There is an option in “Edit menu > Preferences > Import/Export” >>> “Read uncompressed audio files directly (faster)”.
There is an option in “Edit menu > Preferences > Projects” >>> “When saving a project that depends on other audio files > Do not copy any audio”.
“Read uncompressed audio files directly (faster)” will allow Audacity to reference imported uncompressed audio files without copying them into the project. It does this by creating “virtual data blocks” (my terminology) instead of using .AU files (which would either be in the temporary folder if the project has not yet been saved, or in the _data folder if the project has been saved).
These “virtual data blocks” are listed in the Audacity Project file (.AUP) as “pcmaliasblockfile” and are given a .AUF extension.
If/when the pcmaliasblockfiles are edited, the corresponding data from the linked audio file (WAV, AIFF or FLAC files) are copied into the project as .AU files.
If this project is Saved and the option “Do not copy any audio” has been selected, the project will still depend on the external WAV/AIFF/Flac file for all unchanged “virtual blocks”. These will be shown in the AUP file as .AUF files (pcmaliasblockfiles). Any data blocks that have been changed will be shown in the AUP file as .AU data blocks.
The first time that a project is saved, any .AU files that are in the temporary folder that are required by the project will be copied into the project _data folder. Any unused .AU files will be discarded when the project is closed. The uncompressed audio file that is linked to the project is called a “dependency” because the project depends on data within that file.
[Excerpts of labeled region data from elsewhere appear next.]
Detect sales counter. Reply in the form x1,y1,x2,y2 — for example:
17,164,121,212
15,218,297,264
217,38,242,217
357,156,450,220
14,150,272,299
If all of the data from the linked dependency file is modified, then all of the data will have been copied into the project as .AU block files and the original uncompressed audio file will no longer be a dependency. This can be checked from “File menu > Check Dependencies”.
The underlying problem with (lossy) compressed audio files is that there is not a direct correlation between data blocks in the compressed audio file and data blocks in the Audacity project. The only way that Audacity can know that a specific sample belongs at a specific location in a specific data block is if the entire file has been decoded (uncompressed). This means that “On Demand” reading of data from compressed files is not (currently) possible, and imported compressed files must be copied into the project.
The only way that I can see this proposed feature working is for Audacity to copy data from the compressed file and raise a flag. Then if any data in that track is changed for the flag to change state. While the flag is in its original state the compressed source file would be listed as a Dependency, but if the flag state changed then it would be removed from the list of Dependencies. On “Save”, if the compressed file is listed as a Dependency, then the associated track data would be discarded and a link would be made to the original source (compressed) file so that when the project is reopened the compressed file is imported (copied) back into the project.
While I think that such a scheme is probably possible, it is potentially very dangerous. For example, if the user saves the project with a different name, then the dependent source file will still be in the old project _data folder, and if the old project is moved, renamed or (most likely) deleted, then the new project will be destroyed. I guess that this could be avoided by only linking to the original source file IF the data is unchanged AND the option to “not copy data” is selected in Preferences AND the project is Saved with the original project name, but this is getting extremely complicated for the rare and not-recommended case that the user is opening a compressed copy of the projects AND the user has re-saved the project as a compressed copy AND has not made any changes to the track AND has not saved as a full (uncompressed) project.
Even if this proposal is implemented, the next question is “I only truncated the silence at the end of the track. Why can’t Audacity split the original file without decoding - like you can do with MP3Split?” The simple answer is that Audacity is primarily designed for high quality editing and processing of uncompressed audio - as soon as you start trying to work with compressed audio there is inevitably loss of sound quality. Personally I’d rather that the developers continued to concentrate their efforts on high quality audio work
Much easier and safer to recommend that users always Save the actual (uncompressed) project if they wish to continue working on it later, and only use “Save Compressed Copy” as a copy. This recommendation is in line with the recommendation that users should always (if possible) work with uncompressed audio until the final export.